I Travestiti
The extensive photographic ‘novella’ that Lisetta Carmi undertook within the transgender community of the historical city centre of Genoa began on New Year’s Eve 1965, when she was invited with her friend Mauro Gasperini to attend a party organised by members of said community.
From that evening on, after taking her first few images, she shared many moments in the trans community’s daily lives – their ways of dressing and putting on make-up, of cooking up a meal, or of earning a living with sex work. Driven by an unerring belief in the right of every individual to define their own identity, she entered into the most hidden intimacies with respect, understanding and love, without voyeurism, and with the goal of lending dignity to every recorded moment.

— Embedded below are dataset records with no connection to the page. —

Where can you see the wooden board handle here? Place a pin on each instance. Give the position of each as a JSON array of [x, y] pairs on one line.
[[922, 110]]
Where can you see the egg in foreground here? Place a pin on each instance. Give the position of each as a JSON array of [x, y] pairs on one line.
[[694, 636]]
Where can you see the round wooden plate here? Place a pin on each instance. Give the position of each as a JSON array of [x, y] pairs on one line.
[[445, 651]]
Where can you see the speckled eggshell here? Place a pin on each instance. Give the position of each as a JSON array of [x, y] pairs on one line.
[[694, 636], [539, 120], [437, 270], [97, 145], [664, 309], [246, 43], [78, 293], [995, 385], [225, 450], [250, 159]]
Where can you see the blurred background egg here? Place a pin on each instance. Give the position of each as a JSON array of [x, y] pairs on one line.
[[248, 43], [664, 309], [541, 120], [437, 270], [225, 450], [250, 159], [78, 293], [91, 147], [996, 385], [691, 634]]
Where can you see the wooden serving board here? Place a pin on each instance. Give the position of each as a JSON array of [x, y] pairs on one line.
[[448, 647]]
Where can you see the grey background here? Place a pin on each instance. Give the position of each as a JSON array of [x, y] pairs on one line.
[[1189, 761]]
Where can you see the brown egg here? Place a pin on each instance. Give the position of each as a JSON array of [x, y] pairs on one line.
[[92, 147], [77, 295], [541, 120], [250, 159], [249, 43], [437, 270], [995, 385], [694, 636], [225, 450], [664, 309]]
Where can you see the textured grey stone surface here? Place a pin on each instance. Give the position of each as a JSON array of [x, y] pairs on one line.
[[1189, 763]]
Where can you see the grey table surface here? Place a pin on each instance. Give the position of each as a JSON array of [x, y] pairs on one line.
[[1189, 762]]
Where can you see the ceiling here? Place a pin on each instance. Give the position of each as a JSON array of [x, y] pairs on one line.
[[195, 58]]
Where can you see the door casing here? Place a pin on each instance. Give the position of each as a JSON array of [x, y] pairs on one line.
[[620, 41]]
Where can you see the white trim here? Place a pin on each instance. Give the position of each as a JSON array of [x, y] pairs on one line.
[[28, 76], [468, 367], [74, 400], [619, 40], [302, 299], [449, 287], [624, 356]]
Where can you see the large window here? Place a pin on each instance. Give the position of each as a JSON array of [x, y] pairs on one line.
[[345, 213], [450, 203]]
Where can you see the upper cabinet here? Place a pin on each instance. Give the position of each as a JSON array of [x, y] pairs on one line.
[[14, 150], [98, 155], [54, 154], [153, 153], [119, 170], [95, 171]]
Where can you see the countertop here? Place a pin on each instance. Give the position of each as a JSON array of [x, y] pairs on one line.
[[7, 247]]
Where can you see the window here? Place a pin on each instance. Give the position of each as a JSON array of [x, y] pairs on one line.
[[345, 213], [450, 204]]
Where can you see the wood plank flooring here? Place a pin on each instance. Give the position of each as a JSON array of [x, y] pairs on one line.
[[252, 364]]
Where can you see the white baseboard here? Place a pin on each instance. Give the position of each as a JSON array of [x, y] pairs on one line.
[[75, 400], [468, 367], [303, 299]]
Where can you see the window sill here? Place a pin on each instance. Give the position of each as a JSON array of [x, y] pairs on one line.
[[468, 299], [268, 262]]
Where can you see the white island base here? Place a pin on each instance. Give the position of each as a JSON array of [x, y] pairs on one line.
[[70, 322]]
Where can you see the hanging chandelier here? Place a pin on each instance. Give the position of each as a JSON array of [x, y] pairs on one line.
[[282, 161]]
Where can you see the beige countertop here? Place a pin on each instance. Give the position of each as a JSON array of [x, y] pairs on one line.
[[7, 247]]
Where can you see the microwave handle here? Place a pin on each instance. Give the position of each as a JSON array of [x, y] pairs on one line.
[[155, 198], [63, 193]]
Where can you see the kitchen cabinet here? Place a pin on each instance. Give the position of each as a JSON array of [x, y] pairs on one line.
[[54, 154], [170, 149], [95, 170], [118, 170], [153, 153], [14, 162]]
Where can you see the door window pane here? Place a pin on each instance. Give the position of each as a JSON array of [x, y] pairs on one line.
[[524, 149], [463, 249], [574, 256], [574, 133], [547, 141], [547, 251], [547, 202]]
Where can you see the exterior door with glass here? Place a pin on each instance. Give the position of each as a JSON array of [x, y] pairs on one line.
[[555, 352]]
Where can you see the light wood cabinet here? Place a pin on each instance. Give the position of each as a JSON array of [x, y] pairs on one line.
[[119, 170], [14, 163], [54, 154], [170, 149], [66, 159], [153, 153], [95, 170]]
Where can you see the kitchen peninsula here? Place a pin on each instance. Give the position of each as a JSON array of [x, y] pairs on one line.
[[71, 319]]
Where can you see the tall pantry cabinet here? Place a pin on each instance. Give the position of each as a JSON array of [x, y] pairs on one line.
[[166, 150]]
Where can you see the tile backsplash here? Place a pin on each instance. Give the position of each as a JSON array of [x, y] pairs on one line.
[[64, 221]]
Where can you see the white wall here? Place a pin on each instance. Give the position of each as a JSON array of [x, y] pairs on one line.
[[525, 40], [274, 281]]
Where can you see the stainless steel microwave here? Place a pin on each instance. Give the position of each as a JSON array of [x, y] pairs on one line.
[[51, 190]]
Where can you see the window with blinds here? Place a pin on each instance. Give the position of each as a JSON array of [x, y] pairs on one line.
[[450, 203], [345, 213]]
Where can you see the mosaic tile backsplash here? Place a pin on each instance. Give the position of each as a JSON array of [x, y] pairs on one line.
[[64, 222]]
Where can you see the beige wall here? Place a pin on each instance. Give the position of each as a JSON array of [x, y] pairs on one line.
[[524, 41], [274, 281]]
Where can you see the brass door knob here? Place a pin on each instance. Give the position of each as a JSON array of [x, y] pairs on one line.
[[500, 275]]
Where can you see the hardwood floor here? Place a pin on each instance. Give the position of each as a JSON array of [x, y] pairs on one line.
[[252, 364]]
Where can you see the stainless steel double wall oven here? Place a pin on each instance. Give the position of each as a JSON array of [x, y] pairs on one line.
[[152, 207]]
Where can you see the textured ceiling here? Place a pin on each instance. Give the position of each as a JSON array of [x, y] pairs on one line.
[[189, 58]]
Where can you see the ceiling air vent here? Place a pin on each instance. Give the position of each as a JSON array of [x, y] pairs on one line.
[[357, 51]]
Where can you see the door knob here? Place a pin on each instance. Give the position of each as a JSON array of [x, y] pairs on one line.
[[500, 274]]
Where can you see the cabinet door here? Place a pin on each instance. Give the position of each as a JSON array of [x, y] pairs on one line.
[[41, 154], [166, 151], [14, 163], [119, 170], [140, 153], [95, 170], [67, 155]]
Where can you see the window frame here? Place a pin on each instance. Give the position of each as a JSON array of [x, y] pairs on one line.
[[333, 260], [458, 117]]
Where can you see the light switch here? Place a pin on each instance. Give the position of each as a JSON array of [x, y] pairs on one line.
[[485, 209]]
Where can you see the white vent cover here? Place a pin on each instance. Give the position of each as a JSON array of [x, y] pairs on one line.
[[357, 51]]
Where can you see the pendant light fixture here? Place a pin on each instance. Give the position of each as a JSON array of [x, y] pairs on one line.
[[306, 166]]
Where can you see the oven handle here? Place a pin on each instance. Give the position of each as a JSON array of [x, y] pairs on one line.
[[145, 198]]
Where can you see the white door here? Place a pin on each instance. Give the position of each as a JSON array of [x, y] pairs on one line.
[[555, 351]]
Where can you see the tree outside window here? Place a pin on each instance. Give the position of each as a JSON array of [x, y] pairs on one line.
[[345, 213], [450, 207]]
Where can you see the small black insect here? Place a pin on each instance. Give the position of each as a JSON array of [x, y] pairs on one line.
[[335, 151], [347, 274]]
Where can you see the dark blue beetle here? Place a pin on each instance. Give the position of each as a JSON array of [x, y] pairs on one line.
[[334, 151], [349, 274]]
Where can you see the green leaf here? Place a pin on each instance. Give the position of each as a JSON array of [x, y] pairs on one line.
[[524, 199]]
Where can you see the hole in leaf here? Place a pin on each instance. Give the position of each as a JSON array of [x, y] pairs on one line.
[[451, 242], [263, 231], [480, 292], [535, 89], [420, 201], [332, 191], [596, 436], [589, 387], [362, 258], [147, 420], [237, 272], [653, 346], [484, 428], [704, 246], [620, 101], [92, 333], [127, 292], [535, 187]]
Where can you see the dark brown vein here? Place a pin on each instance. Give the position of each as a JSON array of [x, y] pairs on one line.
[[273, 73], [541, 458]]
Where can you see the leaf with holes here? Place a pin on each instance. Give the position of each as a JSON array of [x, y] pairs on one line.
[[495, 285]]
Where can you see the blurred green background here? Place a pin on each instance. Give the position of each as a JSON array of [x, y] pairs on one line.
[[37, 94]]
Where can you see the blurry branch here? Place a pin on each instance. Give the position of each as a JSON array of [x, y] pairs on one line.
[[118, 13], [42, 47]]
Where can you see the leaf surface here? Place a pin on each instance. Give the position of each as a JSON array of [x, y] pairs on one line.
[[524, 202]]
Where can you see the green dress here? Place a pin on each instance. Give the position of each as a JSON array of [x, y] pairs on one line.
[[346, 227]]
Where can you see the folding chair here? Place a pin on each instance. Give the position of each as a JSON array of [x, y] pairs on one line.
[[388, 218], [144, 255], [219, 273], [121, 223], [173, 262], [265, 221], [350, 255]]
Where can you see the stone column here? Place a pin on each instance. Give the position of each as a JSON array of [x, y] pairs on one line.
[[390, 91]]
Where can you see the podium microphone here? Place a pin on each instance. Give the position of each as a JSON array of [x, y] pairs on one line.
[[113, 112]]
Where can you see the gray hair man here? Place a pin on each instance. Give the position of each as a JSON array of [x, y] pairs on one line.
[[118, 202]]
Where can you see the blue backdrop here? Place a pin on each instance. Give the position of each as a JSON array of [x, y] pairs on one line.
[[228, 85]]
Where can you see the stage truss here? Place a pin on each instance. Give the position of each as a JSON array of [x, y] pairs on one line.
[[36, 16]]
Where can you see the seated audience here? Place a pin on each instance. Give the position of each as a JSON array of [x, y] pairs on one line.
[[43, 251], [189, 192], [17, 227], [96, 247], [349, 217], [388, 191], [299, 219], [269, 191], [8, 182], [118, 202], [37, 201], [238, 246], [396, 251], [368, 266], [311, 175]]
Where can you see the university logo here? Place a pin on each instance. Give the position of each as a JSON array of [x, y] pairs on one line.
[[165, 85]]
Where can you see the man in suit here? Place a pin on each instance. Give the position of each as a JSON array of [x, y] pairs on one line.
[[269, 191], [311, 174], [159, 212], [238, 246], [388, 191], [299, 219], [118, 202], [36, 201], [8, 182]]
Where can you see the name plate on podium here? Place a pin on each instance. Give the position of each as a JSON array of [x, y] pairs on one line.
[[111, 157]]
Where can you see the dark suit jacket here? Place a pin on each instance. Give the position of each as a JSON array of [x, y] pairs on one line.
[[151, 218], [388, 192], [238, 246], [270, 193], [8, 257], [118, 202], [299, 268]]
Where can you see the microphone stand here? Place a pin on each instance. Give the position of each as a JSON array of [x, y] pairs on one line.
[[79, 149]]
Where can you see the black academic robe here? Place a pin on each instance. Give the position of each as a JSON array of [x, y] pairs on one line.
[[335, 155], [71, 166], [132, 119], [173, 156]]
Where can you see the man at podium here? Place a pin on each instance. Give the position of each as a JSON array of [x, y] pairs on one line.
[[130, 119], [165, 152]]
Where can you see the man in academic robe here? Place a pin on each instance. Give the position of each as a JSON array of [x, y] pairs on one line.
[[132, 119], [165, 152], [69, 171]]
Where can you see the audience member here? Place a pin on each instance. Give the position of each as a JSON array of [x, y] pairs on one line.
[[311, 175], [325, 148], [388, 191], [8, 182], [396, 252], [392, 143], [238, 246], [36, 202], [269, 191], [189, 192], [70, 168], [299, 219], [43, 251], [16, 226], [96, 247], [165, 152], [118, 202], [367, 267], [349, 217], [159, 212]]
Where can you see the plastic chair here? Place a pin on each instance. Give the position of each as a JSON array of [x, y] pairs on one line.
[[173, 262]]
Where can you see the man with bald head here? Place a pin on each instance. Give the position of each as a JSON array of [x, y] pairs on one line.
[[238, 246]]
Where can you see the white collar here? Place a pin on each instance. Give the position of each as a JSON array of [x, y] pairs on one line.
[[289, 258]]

Following several failed attempts to find a publisher, the photographic novella finally took concrete form, helped along in part by the scientific work of psychiatrist and psychoanalyst Elvio Facchinelli, and, vitally, by the generous financial support of Sergio Donnabella: the famous book I Travestiti (Transvestites) was released by the publishing house Essedi in 1972.
In this complex project, Carmi turned the classic photographic gaze on contemporary life. She was ahead of her time, pioneering a clear, trenchant and glossy visual idiom that put the controversial issue of gender identity firmly in the public eye in an era when it was spoken of only in scientific studies and debates.
Lisetta’s gaze is unmistakable in these photographs: at first it appears objective, but in reality it challenges conventions and bourgeois norms. It is this gaze entirely free of moral judgement that allowed her to enter into her subjects’ cloistered, secret world; and thus during the long years of heartfelt friendship, she was able to record their painful private lives without a trace of cheap sensationalism.